Parkway Field
- Parkway Field, August 15, 1923
- Interactive map of Parkway Field
- Address: Louisville, Kentucky
- Coordinates: 38°12′46.25″N 85°45′30.05″W﻿ / ﻿38.2128472°N 85.7583472°W

Tenants
- Louisville Colonels (AA) (1923–1950s) Louisville Black Caps (NNL/NSL) (1930-–1932) Louisville Buckeyes (NAL) (1949) University of Louisville baseball team (–1998)

= Parkway Field =

Baseball park in Louisville, Kentucky

Parkway Field is the name of a baseball park that stood in Louisville, Kentucky on the University of Louisville campus. It was home to college, minor league, and negro league teams, with the longest stints by the Louisville Colonels of the American Association from 1923 into the mid-1950s, and the University of Louisville baseball team for several decades until they abandoned it in 1998 in favor of Cardinal Stadium. The grandstand that allowed professional baseball to be played at the venue in the first half of the 20th century was torn down in 1961.

==Dimensions==
In the Louisville Courier-Journal of August 16, 1936, p. 41, the dimensions were given as follows: home plate to left field 331 ft; center field 512 ft; right field 350 ft; backstop 60 ft. Later, signs were posted on the fences, stating left field 329, center 507, right 345. The Louisville Courier-Journal of June 10, 1944, p. 13, reported that the ballpark had been re-surveyed, and that centerfield (whose wall had been moved inward a few years earlier) was "only" 485 ft from home plate; the foul line distances of 329 and 345 were confirmed.
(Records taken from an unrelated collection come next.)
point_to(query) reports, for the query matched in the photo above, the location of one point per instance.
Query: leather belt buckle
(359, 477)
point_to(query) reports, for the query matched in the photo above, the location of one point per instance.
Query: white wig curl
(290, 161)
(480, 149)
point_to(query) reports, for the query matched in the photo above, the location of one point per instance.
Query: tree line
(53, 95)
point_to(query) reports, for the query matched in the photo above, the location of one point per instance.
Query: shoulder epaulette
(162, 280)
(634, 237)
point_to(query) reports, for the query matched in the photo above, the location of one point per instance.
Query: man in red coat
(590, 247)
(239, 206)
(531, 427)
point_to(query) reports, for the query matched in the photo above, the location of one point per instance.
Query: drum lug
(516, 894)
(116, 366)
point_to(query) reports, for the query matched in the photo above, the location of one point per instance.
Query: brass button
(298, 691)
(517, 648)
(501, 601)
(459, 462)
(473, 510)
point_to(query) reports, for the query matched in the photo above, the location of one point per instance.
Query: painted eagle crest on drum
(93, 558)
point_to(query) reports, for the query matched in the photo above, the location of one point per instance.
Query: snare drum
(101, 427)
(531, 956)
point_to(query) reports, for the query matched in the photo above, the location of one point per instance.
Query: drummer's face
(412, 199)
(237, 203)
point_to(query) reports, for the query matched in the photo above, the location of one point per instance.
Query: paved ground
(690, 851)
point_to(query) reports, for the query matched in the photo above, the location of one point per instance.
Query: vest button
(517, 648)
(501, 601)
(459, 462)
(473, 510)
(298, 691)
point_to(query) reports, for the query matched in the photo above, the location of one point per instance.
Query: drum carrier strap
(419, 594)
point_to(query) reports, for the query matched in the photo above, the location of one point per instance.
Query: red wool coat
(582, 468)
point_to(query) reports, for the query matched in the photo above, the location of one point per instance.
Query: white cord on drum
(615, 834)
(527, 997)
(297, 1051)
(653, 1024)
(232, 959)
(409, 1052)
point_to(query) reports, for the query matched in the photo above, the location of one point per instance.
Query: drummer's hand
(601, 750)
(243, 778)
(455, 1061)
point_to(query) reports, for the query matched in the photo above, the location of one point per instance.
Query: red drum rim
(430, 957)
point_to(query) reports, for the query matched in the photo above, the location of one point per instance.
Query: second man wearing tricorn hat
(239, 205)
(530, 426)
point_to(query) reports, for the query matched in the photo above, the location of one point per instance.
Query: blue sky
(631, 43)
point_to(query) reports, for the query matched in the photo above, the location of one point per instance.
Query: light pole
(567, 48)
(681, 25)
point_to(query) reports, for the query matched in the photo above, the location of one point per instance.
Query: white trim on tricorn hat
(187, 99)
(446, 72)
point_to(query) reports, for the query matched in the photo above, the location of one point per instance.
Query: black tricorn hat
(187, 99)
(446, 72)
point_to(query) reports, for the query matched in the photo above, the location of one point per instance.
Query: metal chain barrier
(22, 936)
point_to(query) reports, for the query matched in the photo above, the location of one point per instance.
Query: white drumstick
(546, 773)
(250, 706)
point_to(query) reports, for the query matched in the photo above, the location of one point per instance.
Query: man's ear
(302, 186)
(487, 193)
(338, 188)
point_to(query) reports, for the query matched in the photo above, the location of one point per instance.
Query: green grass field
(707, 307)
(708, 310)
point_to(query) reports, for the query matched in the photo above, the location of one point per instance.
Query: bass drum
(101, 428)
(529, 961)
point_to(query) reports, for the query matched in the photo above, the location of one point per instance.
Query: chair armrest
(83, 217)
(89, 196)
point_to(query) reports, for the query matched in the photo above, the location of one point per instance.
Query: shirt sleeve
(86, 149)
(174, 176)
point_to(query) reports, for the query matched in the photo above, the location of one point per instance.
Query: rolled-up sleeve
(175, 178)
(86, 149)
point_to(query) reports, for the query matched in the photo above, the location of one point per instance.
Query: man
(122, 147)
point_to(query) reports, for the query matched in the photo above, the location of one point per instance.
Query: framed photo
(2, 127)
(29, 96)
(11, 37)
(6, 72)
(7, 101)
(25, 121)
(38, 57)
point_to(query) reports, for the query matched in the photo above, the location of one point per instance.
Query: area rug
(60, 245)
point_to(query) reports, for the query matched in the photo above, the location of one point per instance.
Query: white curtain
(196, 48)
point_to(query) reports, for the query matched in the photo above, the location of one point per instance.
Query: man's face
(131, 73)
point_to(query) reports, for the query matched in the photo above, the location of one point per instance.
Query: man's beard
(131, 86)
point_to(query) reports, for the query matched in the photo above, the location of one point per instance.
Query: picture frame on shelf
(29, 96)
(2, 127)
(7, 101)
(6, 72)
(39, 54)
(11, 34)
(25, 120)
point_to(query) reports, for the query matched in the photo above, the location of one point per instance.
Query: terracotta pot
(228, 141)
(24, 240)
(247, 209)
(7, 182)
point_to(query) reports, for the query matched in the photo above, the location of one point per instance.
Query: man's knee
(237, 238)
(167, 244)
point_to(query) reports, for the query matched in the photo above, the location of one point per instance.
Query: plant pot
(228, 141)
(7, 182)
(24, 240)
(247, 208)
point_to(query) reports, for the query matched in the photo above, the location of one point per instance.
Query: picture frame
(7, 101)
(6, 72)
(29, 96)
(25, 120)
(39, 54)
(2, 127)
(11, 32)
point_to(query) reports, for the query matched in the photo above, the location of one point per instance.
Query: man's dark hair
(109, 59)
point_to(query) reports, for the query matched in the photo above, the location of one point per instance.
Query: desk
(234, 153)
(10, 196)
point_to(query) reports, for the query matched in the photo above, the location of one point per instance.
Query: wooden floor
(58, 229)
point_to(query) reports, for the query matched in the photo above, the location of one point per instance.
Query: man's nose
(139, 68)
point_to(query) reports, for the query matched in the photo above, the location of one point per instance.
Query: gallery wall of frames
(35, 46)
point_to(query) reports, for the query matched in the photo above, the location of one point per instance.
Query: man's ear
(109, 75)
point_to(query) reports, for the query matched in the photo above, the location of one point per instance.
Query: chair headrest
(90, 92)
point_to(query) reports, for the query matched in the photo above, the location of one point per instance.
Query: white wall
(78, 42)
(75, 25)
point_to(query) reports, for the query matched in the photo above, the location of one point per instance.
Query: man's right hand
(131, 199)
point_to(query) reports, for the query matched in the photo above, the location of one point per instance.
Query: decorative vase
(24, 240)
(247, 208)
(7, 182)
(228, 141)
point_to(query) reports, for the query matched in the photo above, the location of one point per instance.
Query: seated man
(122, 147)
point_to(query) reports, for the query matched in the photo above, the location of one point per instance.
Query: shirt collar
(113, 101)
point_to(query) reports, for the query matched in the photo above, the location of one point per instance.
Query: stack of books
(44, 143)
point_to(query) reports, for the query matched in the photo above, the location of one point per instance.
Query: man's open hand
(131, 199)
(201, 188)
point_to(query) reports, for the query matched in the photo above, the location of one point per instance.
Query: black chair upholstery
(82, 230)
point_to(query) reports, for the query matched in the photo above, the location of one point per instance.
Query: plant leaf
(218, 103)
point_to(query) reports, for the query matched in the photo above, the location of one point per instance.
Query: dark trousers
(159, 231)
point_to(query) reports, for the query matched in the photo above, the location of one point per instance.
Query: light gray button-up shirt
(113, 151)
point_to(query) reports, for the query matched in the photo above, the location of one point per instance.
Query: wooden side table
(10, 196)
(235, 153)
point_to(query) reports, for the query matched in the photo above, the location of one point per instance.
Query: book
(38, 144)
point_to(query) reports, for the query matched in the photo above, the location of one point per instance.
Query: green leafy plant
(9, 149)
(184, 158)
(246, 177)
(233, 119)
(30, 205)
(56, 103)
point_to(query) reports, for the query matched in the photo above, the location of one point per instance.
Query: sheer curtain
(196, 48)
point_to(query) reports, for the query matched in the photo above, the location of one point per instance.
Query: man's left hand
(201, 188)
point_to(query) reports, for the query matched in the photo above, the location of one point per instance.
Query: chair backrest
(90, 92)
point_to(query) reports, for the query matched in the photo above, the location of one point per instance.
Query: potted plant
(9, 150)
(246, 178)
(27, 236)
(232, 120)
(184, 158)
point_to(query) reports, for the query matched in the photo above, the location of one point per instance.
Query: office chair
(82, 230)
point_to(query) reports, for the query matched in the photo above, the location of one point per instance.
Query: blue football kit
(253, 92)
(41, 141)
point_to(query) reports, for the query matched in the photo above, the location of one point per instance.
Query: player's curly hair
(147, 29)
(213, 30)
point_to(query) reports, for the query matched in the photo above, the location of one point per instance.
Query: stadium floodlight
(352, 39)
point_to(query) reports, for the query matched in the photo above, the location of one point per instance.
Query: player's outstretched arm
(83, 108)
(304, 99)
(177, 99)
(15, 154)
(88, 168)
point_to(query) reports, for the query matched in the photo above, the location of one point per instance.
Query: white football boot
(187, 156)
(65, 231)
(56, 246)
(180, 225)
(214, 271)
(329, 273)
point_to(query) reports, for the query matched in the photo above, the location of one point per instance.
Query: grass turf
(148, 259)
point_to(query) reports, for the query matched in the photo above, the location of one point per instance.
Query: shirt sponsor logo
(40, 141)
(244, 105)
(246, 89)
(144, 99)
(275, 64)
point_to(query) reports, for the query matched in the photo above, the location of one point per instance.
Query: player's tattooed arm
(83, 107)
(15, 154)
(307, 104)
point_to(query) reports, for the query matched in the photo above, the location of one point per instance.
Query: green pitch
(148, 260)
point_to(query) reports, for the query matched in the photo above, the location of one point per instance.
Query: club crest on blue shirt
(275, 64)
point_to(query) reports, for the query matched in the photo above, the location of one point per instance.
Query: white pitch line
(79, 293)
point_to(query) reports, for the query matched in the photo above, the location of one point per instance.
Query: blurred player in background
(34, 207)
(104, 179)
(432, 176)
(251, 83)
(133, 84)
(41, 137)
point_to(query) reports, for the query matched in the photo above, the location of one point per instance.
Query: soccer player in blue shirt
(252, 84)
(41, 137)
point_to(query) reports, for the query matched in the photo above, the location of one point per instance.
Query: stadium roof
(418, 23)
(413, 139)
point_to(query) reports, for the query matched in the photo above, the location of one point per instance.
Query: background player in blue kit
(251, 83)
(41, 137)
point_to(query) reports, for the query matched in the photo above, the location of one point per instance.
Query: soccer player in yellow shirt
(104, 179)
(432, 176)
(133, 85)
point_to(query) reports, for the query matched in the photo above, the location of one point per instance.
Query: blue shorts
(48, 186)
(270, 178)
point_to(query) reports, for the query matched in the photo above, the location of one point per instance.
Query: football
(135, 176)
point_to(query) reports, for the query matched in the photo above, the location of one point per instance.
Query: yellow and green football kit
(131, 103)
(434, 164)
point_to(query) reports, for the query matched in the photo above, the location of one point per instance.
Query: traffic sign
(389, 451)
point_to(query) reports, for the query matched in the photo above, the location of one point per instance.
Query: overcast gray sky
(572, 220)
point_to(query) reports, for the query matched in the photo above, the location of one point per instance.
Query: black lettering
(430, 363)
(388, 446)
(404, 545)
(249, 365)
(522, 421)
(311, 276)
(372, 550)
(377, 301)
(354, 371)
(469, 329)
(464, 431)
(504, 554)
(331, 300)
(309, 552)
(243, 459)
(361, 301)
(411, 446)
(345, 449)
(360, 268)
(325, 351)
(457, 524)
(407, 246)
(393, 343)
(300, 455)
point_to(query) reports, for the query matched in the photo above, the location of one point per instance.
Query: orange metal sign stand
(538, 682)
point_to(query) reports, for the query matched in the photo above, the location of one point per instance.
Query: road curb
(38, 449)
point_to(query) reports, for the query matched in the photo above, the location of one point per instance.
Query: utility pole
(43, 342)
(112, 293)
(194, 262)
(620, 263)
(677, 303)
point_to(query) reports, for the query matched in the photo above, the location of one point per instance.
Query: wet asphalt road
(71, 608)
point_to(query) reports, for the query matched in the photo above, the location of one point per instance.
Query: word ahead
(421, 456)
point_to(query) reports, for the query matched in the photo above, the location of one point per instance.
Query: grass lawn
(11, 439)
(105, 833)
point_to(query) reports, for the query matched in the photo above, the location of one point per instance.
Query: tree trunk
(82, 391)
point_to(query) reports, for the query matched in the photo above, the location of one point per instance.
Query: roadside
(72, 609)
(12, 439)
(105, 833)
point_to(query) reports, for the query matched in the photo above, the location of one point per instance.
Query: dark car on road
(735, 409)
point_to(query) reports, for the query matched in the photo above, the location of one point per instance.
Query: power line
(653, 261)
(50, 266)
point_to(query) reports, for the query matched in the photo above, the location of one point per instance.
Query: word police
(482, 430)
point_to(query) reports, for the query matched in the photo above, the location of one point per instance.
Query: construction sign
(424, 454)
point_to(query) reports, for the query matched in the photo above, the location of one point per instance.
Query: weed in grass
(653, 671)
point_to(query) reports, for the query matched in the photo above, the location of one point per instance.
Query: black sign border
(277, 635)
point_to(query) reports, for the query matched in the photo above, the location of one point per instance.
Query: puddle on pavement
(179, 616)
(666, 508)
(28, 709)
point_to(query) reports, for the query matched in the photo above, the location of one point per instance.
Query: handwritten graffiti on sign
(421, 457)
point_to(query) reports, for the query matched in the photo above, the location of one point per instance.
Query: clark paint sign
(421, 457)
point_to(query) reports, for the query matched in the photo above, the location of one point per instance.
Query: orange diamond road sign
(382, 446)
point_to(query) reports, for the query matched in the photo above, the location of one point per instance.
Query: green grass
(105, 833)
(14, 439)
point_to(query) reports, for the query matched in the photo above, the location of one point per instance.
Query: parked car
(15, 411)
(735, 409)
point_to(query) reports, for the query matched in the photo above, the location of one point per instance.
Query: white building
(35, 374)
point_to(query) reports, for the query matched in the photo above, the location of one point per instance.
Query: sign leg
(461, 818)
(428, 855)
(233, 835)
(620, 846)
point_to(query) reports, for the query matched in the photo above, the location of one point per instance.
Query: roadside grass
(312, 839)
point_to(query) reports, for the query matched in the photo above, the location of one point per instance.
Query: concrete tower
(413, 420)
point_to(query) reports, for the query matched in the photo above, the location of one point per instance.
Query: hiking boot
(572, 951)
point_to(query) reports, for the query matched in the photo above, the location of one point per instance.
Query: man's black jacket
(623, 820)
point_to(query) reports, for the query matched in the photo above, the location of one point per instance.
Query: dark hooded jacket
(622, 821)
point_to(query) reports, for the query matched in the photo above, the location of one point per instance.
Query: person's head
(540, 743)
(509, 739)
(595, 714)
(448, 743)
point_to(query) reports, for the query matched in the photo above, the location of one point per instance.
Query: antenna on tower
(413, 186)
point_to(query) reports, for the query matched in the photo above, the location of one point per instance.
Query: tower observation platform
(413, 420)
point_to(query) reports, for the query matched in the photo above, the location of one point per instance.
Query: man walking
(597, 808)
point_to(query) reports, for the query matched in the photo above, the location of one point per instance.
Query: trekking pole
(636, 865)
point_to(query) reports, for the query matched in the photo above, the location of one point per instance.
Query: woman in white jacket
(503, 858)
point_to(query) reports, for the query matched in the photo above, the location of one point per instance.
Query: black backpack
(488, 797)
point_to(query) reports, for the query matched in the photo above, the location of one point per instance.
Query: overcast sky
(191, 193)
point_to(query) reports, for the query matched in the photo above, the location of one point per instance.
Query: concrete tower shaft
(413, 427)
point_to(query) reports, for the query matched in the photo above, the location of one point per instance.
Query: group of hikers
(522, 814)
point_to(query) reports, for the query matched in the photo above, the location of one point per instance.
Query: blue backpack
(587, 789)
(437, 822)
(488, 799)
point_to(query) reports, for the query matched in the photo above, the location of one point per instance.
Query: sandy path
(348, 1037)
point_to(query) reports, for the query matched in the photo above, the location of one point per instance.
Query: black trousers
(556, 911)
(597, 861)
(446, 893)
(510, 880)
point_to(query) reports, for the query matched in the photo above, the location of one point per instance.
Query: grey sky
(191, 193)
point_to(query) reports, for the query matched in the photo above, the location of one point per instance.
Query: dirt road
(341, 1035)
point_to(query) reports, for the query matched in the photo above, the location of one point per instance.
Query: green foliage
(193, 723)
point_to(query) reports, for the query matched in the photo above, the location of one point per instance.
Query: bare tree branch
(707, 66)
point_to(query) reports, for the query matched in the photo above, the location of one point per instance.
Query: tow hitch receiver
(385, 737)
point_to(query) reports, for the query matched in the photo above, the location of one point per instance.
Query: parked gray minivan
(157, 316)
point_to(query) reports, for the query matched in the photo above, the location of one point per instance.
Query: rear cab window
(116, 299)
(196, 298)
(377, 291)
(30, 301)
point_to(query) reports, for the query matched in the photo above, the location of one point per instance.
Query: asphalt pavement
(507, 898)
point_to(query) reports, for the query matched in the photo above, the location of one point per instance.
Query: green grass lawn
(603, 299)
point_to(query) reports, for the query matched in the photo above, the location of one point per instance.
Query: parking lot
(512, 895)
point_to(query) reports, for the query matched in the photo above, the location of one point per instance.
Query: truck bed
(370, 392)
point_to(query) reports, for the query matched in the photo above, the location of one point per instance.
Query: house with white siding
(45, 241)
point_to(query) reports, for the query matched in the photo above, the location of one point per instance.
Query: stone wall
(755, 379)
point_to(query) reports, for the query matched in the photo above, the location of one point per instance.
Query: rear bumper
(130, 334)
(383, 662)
==University of Louisville baseball==
Prior to its demolition, Parkway Field had become a homerun haven for University of Louisville Cardinals head coach Gene Baker's "Over the Wall Gang." The Cardinals led NCAA Division I in homers in 1991 and 1992 while finishing second in 1995. The 1991 team featured six Cardinals who tallied at least 15 homeruns each, Richie Hawks, Rob Newman, Greg Gooding, Dan Kopriva, Charlie Allen, and Darren Oppel. The 1992 club also topped the nation in team batting average and team slugging percentage.

==Remnants==
The ballpark site is south of Eastern Parkway and west of Brook Street, near the university campus. The field itself remains, and is still used for intramural football and soccer at the university. The stadium seating has long since been demolished. In the early 2000s there were still some visible remnants of the ballfield, including the poorly kept diamond, backstop, dugouts and outfield walls. Those have since been removed, leaving just a chain-link fenced, rectangular football/soccer field.